HOW can ANYONE deal with a blinker, while you are having a McDonald's hamburger and discussing tonight's dinner on the cell phone!!!

(Other things I would not have described at 16!!)


----------



## skiprat (Jul 16, 2008)

Keep munching on those Mc Crappy burgers and you wont see 65!!!!


----------



## ed4copies (Jul 16, 2008)

SKIPPY!!!!

Of all people, one of our resident Brits talks about FOOD?????

Our late-night comedian Jay Leno delivers dozens of jokes about British food -- tell me, what IS Britain's epicurean contribution???

(I like IRISH stew!!)
This IS a serious question, Steven, I sense an opportunity to learn something here.


----------



## redfishsc (Jul 16, 2008)

Man, to think of all the improvements in technology you've seen in your lifetime. 

I mean, remember back when you wanted something copied, you had to hold a piece of really thin papyrus over it and trace it out? 

And think of all the major events you've seen. Oh, the headlines. 

"SICK SEA DIED YESTERDAY"

"CAIN MURDERS ABEL"


Of course, you can't forget when the first pen kits came on the market, via our beloved fowl hunters. That was back before they discovered metal, but then again you didn't have to drill and glue in any brass tubes. All you had to do was shave off the end of the quill, grab a squid and juice him, dip the quill in the ink and go to it.


----------



## ed4copies (Jul 16, 2008)

All that sounds about right, only thing I don't remember:  When, in history, was there NOT a redfish???

I think it predates EVEN ME!!!


----------



## rdunn12 (Jul 16, 2008)

> _Originally posted by ed4copies_
> 
> SKIPPY!!!!
> 
> ...



Well they have hot dogs in a can![xx(][xx(]That's just nasty.[xx(][]


----------



## redfishsc (Jul 16, 2008)

> _Originally posted by ed4copies_
> 
> All that sounds about right, only thing I don't remember:  When, in history, was there NOT a redfish???
> 
> I think it predates EVEN ME!!!



I dunno, good question. If I should ever happen to cut my thumb off in the shop, I'll be sure to count the rings and see. Or perhaps I could have some belly button lint carbon-dated. A bit of fossilization might explain why people accuse me of being stiff-necked. 

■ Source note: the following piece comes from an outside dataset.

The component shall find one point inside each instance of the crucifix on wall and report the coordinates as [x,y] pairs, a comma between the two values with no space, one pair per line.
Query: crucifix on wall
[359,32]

Now before people actually go and think that I'm old, (not saying you are old Ed--- I'm just saying you are annually gifted)--- I need to post a pic to prove my age. 

Here you can clearly see the date stamped "5-31-2008" and yes, that is A.D. I'm not day over 30 1/2 years old. 

Not a grey hair nor liverspot in sight. Well, yet anyway. I just hope I don't get the nicotine colored mustache that my dad had, then again I don't smoke a tobacco field every day either.

Now do I look old to y'all? 








That being said, you can obviously see that my mouth is indeed as big as some accuse--- that guy in the pic can almost fit his whole head in there if he took the hat off.


----------



## Ligget (Jul 17, 2008)

Happy Birthday Ed, hope you had a great day my friend!


----------